Shares in Tencent-Backed E-Commerce Firm Fall as User Growth Stagnates(Yicai Global) May 31 -- Shares in Mogu slumped overnight in the US after the Tencent-backed e-commerce platform reported stagnant active user growth since going public in December.
Stocks [NYSE:MOGU] in the Mogujie operator closed 5.43 percent lower overnight at USD4.70, while the Dow Jones Industrial and Nasdaq markets fell 0.17 percent and 0.27 percent, respectively.
The shopping platform aimed at women narrowed its net loss by 12 percent annually to CNY486.3 million (USD70.5 million) in the fiscal year, according to the Hangzhou-based firm's annual report released yesterday.
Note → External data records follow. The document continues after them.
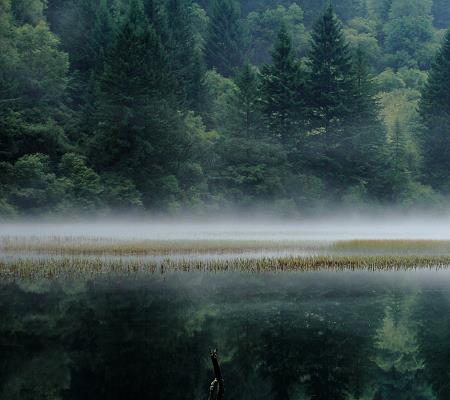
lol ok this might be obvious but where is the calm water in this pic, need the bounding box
[1,270,450,400]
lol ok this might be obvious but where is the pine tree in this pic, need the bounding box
[165,0,206,111]
[303,5,360,190]
[306,5,355,137]
[143,0,168,38]
[304,7,391,199]
[234,63,261,138]
[260,24,303,147]
[93,0,186,206]
[345,47,389,197]
[390,119,410,196]
[204,0,245,77]
[419,29,450,193]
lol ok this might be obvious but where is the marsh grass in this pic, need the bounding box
[2,254,450,281]
[3,236,450,280]
[3,237,450,256]
[334,240,450,254]
[0,236,330,255]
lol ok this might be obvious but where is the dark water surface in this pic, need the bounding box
[1,270,450,400]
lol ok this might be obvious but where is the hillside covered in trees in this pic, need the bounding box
[2,0,450,216]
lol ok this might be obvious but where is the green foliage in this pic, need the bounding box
[92,0,187,207]
[228,63,263,138]
[260,24,303,146]
[383,0,436,69]
[165,0,206,111]
[11,0,46,25]
[5,154,63,214]
[306,5,356,134]
[204,0,245,77]
[432,0,450,29]
[1,0,450,215]
[344,18,381,69]
[419,29,450,193]
[247,3,308,64]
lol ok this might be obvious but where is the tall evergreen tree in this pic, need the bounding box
[54,0,114,138]
[348,47,390,197]
[308,5,355,134]
[419,29,450,193]
[304,5,359,189]
[234,63,261,138]
[260,24,303,147]
[93,0,187,207]
[165,0,205,111]
[204,0,245,77]
[306,5,355,137]
[304,6,389,199]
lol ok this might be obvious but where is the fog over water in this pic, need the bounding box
[2,214,450,241]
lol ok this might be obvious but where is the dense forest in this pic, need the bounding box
[2,0,450,216]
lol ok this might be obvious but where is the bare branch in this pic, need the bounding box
[209,349,224,400]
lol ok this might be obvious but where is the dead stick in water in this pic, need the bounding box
[209,349,224,400]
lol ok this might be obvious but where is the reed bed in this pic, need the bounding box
[0,236,330,256]
[334,240,450,253]
[2,255,450,281]
[3,236,450,257]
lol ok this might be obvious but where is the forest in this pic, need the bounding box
[1,0,450,216]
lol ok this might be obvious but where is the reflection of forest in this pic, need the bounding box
[0,273,449,399]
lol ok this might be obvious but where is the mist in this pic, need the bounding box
[2,212,450,241]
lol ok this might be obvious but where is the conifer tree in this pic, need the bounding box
[419,29,450,193]
[305,7,390,198]
[234,64,261,138]
[143,0,168,38]
[346,47,389,197]
[260,24,303,147]
[204,0,245,77]
[166,0,205,111]
[389,118,411,198]
[93,0,186,206]
[307,5,355,137]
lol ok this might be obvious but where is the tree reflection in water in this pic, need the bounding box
[0,272,447,399]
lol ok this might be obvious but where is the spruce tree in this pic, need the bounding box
[234,64,261,138]
[93,0,186,206]
[166,0,205,111]
[307,5,355,137]
[260,24,303,147]
[304,5,359,189]
[204,0,245,77]
[419,29,450,193]
[305,6,389,197]
[349,48,390,198]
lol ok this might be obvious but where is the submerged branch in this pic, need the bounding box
[209,349,224,400]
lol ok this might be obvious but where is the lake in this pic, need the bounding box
[1,220,450,399]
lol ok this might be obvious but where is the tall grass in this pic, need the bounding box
[2,255,450,281]
[0,236,329,255]
[5,237,450,256]
[2,237,450,281]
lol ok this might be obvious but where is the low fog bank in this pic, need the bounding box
[2,211,450,241]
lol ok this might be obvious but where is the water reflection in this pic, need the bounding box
[1,272,449,399]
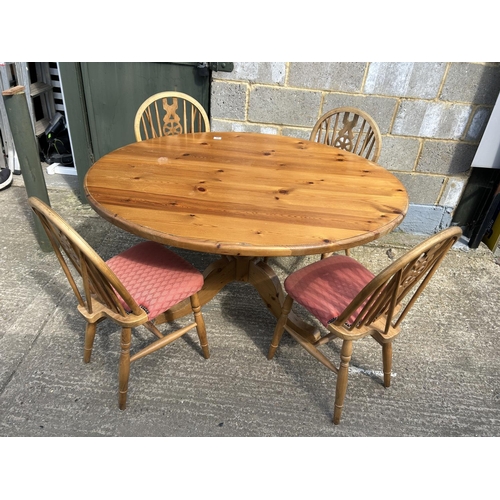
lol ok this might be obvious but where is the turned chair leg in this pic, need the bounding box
[118,327,132,410]
[333,340,353,425]
[268,295,294,360]
[382,342,392,388]
[83,322,97,363]
[190,293,210,359]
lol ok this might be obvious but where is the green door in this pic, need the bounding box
[58,62,211,201]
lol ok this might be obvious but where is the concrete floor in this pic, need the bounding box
[1,171,500,437]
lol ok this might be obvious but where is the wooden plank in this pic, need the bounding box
[2,87,51,251]
[29,81,52,98]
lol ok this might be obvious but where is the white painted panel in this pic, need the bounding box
[472,93,500,169]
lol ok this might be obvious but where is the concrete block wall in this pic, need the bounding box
[210,62,500,234]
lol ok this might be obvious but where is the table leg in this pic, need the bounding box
[154,255,320,343]
[247,259,320,343]
[154,255,236,324]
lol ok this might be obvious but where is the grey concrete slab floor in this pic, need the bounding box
[1,176,500,439]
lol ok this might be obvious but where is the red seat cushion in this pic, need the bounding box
[284,255,375,327]
[106,241,203,320]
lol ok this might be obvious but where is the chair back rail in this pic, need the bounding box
[29,197,142,319]
[333,227,462,337]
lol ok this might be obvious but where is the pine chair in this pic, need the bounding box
[28,197,210,410]
[134,91,210,141]
[310,107,382,162]
[268,226,462,424]
[310,107,383,259]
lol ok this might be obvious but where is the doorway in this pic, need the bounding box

Revenue rose 10.4 percent to CNY1.1 billion (USD159.4 million).
Increased stock incentives were a major cause of the loss, while general and administrative expenses rose by over two-thirds to CNY168 million.
Monthly active users of the firm's mobile streaming jumped by 42.1 percent in the year but yearly active users fell nearly 5 percent to 32.8 million.
The platform's gross merchandise volume increased 18.7 percent to CNY17.4 billion as of the end of March, while the GMV from streaming more than doubled.
Mogu went public in New York last year with Hillhouse Capital, Gaorong Capital, Bertelsmann Asia Investments and other well-known investors supporting the fundraising. Tencent holds 18 percent of the company's shares.